Facility went down after nor’easter knocked out utility power in the region
*Updated 03/08 with comments from CoreSite
A power outage at an Equinix data center is at least partially to blame for connectivity problems some of Amazon’s cloud customers experienced last Friday. The Amazon Web Services hiccup has been blamed for temporarily silencing the company’s smart assistant Alexa and disrupting operations for AWS customers including Atlassian, Twilio, and Capital One.
In a report on the AWS service health dashboard, Amazon representatives said its Direct Connect service had lost connectivity to Equinix data centers DC1 through DC6 and DC10 through DC12 in Ashburn, Virginia (all these facilities comprise a single Equinix campus), and CoreSite’s VA1 and VA2 data centers in nearby Reston.
“When the weather impacting the entire East Coast affected power at a property we lease, we activated our contingency plans,” an Equinix spokesperson said in an emailed statement sent in response to an inquiry from Data Center Knowledge about the AWS outage. “We regret that these actions didn’t prevent a service interruption for some customers. The data center affected is currently operating on normal utility provided power. We’ve been in touch with our customers who were impacted, and we will investigate this matter, so we can prevent something like it from happening in the future.”
In an emailed statement, Greer Aviv, CoreSite's VP of investor relations and corporate communications, said the CoreSite data centers mentioned did not go down but did not explain why Direct Connect links to the two facilities had dropped.
"CoreSite did not experience a power outage at either VA1 or VA2 in terms of our uptime," Aviv said. "The event was isolated to AWS services in the US East Region. Customers must plan for unscheduled service disruptions, and CoreSite helps them by providing access to AWS services across several geographic Regions. We are proactively investigating a root cause to ensure events like this don’t impact customers going forward."
The region experienced widespread power outages starting Friday as a result of the massive nor’easter cyclone that went through it over the weekend. In Loudoun County, home to one of the highest concentrations of data centers on the planet, 15,000 customers were without power Friday, utility Dominion Energy reported. Another nor’easter was expected to slam the East Coast Tuesday night.

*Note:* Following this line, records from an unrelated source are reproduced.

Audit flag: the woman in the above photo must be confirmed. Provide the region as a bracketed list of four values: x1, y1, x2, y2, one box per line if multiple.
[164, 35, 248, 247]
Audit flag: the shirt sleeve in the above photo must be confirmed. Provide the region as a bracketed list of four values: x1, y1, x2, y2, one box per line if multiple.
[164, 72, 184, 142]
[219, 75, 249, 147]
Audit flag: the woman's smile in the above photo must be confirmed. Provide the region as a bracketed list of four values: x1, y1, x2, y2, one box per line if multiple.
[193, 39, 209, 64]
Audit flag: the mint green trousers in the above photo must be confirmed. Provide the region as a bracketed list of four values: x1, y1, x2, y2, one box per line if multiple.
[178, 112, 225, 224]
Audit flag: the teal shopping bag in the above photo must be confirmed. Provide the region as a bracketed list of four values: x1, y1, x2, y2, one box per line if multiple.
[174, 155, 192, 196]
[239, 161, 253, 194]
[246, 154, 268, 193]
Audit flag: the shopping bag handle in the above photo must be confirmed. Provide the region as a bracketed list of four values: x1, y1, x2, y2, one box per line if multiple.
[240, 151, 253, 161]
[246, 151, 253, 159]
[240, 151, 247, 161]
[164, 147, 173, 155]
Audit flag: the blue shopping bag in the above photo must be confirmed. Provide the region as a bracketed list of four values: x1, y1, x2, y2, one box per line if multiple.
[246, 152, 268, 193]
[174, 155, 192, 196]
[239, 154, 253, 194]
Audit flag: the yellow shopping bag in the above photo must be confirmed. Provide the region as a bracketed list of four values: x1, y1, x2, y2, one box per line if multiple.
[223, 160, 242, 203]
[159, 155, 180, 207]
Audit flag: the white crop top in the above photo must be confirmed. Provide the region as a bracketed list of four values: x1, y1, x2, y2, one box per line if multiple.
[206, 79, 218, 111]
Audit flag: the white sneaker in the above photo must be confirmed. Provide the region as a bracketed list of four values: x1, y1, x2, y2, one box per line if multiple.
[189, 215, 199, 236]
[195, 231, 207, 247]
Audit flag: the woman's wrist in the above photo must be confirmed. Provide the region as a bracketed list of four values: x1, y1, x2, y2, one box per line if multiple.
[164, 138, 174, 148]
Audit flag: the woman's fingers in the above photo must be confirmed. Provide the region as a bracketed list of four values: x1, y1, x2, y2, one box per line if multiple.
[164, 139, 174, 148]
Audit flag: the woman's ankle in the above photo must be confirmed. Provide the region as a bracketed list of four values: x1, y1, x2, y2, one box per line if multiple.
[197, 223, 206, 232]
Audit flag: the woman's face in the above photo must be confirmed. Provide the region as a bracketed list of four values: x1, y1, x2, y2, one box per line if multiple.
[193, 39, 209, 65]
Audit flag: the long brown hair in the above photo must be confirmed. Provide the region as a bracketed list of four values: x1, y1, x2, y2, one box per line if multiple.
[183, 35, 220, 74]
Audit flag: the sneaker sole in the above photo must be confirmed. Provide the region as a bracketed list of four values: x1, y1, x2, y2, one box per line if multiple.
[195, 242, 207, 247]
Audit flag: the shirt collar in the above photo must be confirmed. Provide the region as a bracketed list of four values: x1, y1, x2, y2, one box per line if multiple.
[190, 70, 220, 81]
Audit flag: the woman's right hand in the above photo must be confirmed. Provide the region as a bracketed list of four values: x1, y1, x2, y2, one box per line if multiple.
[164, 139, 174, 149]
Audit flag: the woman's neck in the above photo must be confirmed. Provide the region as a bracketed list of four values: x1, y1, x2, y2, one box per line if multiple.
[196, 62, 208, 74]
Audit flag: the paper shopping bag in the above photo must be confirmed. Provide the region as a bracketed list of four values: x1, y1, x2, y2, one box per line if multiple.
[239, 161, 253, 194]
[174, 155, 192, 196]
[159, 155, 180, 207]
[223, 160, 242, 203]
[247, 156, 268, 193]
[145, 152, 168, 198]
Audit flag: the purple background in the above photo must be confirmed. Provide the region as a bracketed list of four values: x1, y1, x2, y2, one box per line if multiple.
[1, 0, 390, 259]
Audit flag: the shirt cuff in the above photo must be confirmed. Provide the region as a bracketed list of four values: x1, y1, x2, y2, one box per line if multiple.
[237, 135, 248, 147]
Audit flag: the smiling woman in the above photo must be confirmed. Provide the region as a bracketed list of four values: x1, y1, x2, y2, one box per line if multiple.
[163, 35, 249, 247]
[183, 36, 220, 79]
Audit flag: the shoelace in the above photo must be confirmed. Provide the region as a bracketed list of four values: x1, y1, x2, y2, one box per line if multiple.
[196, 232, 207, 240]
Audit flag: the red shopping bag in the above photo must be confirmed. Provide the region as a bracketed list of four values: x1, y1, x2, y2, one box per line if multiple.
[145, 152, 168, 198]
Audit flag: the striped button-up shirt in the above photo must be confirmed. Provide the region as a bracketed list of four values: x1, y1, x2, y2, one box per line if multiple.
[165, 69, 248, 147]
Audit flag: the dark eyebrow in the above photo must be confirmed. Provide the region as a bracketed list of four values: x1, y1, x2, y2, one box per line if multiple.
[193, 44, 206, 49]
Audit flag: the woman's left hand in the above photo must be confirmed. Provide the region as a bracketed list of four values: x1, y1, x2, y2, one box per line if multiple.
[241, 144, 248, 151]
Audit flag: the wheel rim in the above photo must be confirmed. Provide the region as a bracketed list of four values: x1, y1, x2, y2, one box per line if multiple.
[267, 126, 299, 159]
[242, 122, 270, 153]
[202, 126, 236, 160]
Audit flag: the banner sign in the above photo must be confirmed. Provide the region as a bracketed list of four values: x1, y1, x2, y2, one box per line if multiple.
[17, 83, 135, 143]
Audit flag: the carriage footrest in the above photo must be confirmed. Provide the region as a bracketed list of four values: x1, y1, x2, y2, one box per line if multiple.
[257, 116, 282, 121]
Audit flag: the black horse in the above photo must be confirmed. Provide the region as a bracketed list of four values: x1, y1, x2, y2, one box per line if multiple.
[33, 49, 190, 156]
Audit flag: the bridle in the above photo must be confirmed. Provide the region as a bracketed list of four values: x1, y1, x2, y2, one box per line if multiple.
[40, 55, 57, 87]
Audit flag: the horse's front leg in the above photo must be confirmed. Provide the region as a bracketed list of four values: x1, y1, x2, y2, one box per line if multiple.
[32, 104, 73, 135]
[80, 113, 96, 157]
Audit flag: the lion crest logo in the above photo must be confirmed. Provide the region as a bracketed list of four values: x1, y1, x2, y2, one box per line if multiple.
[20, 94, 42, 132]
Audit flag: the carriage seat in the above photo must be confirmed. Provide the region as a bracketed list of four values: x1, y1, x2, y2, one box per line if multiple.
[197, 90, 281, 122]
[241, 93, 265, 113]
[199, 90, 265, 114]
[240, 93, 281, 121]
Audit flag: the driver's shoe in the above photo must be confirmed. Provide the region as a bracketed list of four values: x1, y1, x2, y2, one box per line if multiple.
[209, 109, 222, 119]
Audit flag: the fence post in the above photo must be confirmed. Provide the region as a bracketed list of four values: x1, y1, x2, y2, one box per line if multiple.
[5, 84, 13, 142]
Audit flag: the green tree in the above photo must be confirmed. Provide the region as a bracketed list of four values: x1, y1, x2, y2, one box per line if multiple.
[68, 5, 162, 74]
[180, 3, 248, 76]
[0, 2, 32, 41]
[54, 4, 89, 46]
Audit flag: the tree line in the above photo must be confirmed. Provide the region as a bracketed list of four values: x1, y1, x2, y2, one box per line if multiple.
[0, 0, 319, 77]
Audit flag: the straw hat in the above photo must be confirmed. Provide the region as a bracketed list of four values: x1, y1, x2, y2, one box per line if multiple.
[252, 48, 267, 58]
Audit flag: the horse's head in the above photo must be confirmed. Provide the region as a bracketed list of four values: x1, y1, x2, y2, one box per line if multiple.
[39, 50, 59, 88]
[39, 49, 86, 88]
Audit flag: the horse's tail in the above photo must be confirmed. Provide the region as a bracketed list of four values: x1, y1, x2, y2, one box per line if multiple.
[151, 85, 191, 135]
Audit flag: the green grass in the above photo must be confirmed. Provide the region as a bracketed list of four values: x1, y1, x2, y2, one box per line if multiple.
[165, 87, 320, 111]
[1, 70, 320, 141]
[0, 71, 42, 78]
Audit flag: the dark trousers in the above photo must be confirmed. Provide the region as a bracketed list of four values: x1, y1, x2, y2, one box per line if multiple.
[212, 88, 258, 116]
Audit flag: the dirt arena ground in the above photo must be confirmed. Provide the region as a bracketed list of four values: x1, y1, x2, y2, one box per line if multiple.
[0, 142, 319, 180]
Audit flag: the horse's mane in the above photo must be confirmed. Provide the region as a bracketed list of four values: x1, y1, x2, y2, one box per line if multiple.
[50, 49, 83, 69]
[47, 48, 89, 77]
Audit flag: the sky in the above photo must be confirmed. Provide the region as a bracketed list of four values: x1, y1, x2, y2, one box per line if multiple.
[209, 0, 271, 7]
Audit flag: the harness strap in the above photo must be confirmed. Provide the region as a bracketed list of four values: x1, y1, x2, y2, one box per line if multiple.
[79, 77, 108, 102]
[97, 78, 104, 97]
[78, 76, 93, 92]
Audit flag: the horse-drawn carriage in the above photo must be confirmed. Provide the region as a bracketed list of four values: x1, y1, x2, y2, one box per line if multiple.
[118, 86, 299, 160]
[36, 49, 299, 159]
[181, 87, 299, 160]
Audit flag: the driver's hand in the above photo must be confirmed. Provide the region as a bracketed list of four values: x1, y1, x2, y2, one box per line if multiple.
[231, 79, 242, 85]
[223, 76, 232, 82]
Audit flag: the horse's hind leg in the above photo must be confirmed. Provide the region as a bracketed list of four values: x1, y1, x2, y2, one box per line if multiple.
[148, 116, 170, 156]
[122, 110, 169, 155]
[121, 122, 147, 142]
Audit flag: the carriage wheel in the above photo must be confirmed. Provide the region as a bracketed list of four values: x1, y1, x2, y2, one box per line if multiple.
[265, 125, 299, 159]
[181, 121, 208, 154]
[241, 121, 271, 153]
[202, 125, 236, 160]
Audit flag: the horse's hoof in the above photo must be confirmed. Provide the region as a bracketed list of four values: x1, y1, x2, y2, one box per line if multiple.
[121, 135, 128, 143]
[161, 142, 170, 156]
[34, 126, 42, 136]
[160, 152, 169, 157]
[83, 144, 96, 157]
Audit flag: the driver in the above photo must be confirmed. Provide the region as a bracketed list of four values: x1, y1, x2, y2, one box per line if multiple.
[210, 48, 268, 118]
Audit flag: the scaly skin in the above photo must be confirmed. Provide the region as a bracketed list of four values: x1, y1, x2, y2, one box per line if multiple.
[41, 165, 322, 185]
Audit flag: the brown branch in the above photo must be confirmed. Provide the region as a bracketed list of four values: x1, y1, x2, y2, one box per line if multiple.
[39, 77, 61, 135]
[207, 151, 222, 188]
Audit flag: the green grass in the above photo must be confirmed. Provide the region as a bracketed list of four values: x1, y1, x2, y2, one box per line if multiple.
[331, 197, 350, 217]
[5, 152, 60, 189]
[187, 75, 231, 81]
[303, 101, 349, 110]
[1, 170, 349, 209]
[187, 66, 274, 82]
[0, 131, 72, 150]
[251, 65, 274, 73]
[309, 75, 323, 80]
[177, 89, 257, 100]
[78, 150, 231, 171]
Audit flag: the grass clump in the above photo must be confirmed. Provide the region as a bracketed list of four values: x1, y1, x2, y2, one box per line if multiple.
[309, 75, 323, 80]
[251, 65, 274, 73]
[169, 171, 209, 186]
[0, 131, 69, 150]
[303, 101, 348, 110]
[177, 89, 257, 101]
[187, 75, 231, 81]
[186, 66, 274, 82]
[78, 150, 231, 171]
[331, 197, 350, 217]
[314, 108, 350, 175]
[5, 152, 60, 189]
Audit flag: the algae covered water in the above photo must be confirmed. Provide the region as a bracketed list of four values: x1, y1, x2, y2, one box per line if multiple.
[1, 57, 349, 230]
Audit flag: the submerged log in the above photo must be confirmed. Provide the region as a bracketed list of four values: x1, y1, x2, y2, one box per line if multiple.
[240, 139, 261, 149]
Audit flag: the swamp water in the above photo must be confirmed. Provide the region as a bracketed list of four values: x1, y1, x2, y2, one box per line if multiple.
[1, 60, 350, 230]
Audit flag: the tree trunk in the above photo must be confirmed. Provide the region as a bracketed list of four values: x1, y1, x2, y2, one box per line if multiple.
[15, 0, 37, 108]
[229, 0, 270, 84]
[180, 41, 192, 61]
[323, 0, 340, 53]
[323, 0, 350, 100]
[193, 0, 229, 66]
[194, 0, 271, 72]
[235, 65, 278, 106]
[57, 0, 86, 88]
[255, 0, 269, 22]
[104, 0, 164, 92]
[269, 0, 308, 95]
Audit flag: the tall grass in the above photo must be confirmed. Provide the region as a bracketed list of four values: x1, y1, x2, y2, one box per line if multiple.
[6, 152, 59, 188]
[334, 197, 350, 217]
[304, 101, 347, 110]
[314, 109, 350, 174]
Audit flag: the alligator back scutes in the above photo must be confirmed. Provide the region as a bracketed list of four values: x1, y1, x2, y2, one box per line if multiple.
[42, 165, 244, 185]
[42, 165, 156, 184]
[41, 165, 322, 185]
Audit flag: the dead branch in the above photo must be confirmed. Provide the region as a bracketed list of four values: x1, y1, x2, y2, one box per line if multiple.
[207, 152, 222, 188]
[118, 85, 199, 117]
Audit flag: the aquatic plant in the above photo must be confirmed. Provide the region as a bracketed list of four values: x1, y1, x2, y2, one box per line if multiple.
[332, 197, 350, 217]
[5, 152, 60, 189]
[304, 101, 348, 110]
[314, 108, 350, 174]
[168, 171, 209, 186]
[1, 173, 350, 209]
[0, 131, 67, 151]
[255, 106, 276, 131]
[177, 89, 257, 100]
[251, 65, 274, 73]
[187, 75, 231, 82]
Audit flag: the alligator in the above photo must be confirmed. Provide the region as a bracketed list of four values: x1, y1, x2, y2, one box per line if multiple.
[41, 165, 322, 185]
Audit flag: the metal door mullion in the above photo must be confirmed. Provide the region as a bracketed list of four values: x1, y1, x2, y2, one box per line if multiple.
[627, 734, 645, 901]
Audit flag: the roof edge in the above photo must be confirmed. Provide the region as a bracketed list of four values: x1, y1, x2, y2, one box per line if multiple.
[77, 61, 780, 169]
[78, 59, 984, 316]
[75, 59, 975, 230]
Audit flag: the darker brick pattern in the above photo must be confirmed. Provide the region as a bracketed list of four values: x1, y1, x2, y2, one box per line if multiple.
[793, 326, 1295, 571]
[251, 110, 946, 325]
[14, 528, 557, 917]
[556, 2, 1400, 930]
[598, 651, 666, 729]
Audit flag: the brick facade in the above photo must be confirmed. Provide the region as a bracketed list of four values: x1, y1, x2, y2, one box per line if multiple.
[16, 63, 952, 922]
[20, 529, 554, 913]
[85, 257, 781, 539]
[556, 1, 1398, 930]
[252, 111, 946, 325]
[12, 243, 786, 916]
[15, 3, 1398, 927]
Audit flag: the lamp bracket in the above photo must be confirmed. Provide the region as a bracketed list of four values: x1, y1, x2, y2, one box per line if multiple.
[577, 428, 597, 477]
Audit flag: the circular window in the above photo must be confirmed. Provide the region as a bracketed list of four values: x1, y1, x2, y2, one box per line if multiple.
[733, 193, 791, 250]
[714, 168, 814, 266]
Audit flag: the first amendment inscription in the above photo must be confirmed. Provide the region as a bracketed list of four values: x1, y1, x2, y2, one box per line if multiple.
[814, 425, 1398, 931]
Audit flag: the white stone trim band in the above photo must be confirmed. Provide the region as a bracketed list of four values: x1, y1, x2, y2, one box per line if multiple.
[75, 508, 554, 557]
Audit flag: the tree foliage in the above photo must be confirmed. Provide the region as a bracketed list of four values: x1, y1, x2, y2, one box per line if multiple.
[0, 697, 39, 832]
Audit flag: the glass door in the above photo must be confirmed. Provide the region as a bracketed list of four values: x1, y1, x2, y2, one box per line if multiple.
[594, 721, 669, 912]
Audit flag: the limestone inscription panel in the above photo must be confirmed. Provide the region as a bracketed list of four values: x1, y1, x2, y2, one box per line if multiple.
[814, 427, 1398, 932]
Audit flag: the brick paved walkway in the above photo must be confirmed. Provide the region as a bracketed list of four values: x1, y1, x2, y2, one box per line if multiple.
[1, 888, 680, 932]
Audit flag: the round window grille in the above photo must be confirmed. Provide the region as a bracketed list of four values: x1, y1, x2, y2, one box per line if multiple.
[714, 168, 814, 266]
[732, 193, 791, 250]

Direct Connect allows companies to link to AWS servers via a private network instead of using the public internet. Both cloud providers and data center providers like Equinix and CoreSite pitch such services as a more secure and reliable way for enterprises to use cloud infrastructure. A company like Atlassian, for example, may lease some space at an Equinix data center to house its servers in Ashburn and link those servers via a private network to an AWS data center in the same region. (The example is purely hypothetical; we don't know how exactly Atlassian uses AWS.)
Direct cloud links have been a core business focus for Equinix in recent years. The company has positioned its colocation facilities as hubs where enterprises can get this kind of network access to all the major cloud providers.
It’s unclear whether the power outage affected the entire Equinix campus in Ashburn or a single data center that happened to house critical infrastructure for all Direct Connect links on campus. We’ve asked Equinix to clarify and will update this story once we hear back.
Direct Connect issues at the AWS US-EAST-1 region started around 6:20 am Eastern on Friday March 2 and went on for close to four hours. During that time, “some customers” in the Equinix and CoreSite data centers had lost Direct Connect links to the Amazon data centers in the region, according to the AWS status report.
AWS does not offer a Service Level Agreement (SLA) for Direct Connect, according to an FAQ on the company’s website. It does recommend that customers set up redundant Direct Connect links to prevent outages and enable Bidirectional Forwarding Detection, which ensures that drops in connectivity are detected quickly and the redundant links are used.